For those with children, Generation X members are as extreme at home as they are at work as they try to be the kind of involved parents that many of them -- the first generation of "latchkey" kids -- did not have, according to the report. Sixty-five percent of women and 59 percent of men surveyed feel guilty about the time they spend away from their children, the study found.

"They're trying to create this island of security for their kids, and that creates tension," demographer Howe says. "They're running around taking all these risks while they're trying to create the opposite life for their kids."

Credit Suisse began more actively promoting flexible arrangements last year within its finance group, expanding from a focus on working mothers to all employees, Gadsden-Williams says, and over 95 percent of requests are granted.

In May, Credit Suisse started a new effort designed by Gadsden-Williams to train senior female employees, and that she says provides the kind of experience Generation X wants.
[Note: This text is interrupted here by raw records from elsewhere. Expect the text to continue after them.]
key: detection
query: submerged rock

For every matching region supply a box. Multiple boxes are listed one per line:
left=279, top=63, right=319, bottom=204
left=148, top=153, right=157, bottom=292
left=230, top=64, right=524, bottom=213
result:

Twenty-nine women are participating in an 18-month program that gives them a chance to work in teams with senior executives on special projects, one of which is to assess strategies for attracting and retaining talent among Generation Y. Credit Suisse was one of five sponsors of the Center for Work-Life Policy study, along with American Express Co., Boehringer Ingelheim USA, Cisco Systems Inc. and Google Inc.
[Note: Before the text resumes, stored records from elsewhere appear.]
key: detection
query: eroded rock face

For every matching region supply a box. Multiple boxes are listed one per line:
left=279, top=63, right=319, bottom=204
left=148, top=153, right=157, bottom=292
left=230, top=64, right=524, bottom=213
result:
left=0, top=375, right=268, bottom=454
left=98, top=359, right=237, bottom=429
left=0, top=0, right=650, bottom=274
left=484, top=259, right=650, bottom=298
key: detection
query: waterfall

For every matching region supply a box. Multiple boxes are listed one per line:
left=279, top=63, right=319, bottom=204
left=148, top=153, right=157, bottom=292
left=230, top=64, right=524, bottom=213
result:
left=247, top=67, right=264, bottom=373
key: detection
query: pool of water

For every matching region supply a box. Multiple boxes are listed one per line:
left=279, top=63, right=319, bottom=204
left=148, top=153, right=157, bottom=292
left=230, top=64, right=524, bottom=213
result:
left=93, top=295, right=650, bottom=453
At Cisco, workers may take leave of up to 12 months and keep their benefits and jobs, which employees most often use to have children and take care of elderly parents, according to Annmarie Neal, Cisco's Denver-based chief talent officer.

In 2007, the San Jose, California-based maker of networking equipment began teaming up people in different departments for 16 weeks at a time to develop new strategic products or initiatives. Participants have priority consideration for leadership roles within the company, Neal says.

"With the baby boomers either retiring or just darn tired, there's a high reliance on Gen-X and Gen-Y to bring energy and innovation into the organization, and just by virtue of their relative maturity we draw more on Gen-X," she says.

At PepsiCo Inc., "our talent strategy incorporates hiring from all generational cohorts, but our focus on Generation X is laser sharp," says Paul Marchand, vice president of global talent acquisition at the Purchase, New York-based company. "The next generation of leaders are going to be Gen-Xers, so we're always looking for ways to attract those who will one day rise to the top layer of our organization."

One new PepsiCo program helps develop the best prospects for senior management, with six-month assignments that combine business school training with immersion in operations in China, India and Brazil. PepsiCo last year started a career modeling program where employees and managers set goals for assignments three to 10 years out, so people see clear paths to advancement.

Spaulding, who has no children, says she sometimes finds herself saddled with extra work because of an assumption that "work-life balance" only applies to those with kids.

"There are days when I've said the corporate environment feels like prison," says Spaulding, who asked that her employer not be named because she didn't get permission to be interviewed. "The biggest thing you can offer me, more than salary, more than anything else, is flexibility."